Astronomers have discovered a celestial body with a radius of 1.3 kilometres at the edge of the Solar system. The existence of celestial bodies of several kilometers in size has been theorized by astronomers as far back as 70 years ago. These bodies are crucial to our understanding of planet formation.

The Kuiper belt is a circumstellar disk located outside the orbit of Neptune, a ring-shaped accumulation of matter that includes gas, dust, planetesimals, asteroids and collision fragments. With Pluto as its most famous belt object, the Kuiper belt is believed to consist of object that are remnants of material from when the Solar system was formed.

The small bodies of the inner part of the Solar system, such as the asteroids of the Main Belt Asteroid, experience changes over time due to solar radiation, collisions and gravity of the planets, while in the Kuiper belt, objects have remained unchanged since the formation of the Solar system. Astronomers study them to gain insight about the processes of planet formation.

The Kuiper belt objects with a radius of several kilometers are too far, too small in size and too bright to be observed directly even with the most powerful modern telescopes, such as the Subaru telescope. However, in a new study, a group of researchers led by Ko Arimatsu from the National Astronomical Observatory of Japan used a method based on an eclipse of a star by an object of the Kuiper belt during the passage of an object in front of a star. The team of the sky review of Organized Autotelescopes for Serendipitous Event Survey has placed two small, 28-cm telescopes on the roof of the school in Okinawa Prefecture and observed approximately 2,000 stars for 60 hours.

After analysing the collected data, the team confirmed an eclipse of one of the stars by a Kuiper belt object in front with a radius of 1.3 kilometers.

The results suggest that kilometre-sized planetesimals in the Kuiper belt are more numerous than previously thought. And this, in turn, speaks in favor of the theory that planetesimals first grow to objects several kilometers in size, and then rapidly merge with larger bodies, such as planets.

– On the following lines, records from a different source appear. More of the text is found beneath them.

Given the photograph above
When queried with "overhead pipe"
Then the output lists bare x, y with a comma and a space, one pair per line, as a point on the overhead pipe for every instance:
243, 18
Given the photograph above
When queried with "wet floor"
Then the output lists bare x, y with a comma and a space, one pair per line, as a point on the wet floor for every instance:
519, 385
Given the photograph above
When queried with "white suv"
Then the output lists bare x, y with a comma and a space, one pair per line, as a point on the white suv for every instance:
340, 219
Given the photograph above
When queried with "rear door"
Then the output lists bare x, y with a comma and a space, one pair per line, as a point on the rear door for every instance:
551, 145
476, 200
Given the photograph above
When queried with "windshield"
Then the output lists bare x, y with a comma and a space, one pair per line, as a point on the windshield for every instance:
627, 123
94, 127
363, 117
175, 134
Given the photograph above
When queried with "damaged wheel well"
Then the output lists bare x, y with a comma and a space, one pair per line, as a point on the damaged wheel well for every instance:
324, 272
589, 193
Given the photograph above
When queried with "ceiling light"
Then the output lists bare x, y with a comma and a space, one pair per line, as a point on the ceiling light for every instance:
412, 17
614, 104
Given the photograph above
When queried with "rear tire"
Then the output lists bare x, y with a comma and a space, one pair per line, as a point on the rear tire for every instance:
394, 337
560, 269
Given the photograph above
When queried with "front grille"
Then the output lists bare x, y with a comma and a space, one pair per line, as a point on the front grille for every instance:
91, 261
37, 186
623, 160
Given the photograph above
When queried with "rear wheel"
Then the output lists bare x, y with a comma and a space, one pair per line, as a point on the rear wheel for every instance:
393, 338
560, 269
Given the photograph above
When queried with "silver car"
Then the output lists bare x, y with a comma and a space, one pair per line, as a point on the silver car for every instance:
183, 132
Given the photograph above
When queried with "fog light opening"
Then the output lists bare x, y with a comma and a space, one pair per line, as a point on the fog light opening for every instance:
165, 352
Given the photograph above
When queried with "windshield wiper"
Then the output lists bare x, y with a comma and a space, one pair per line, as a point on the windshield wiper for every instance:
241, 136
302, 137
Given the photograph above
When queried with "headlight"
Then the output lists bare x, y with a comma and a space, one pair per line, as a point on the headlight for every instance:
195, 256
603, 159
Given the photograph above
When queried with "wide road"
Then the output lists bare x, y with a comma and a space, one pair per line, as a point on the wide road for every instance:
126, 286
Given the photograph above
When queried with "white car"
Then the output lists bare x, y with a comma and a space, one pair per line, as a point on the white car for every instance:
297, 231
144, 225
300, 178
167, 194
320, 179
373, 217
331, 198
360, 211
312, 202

As of today, scientists believe after a star is born, it is surrounded by a disk of residual dust and gas circling in its orbit. Electrostatic forces bind particles in this protoplanetary disk with each other and form a clump. As the clump grows in size, its gravitational force also increases, which collects more and more particles, adding to the increase in size, and in the end, becomes a planet.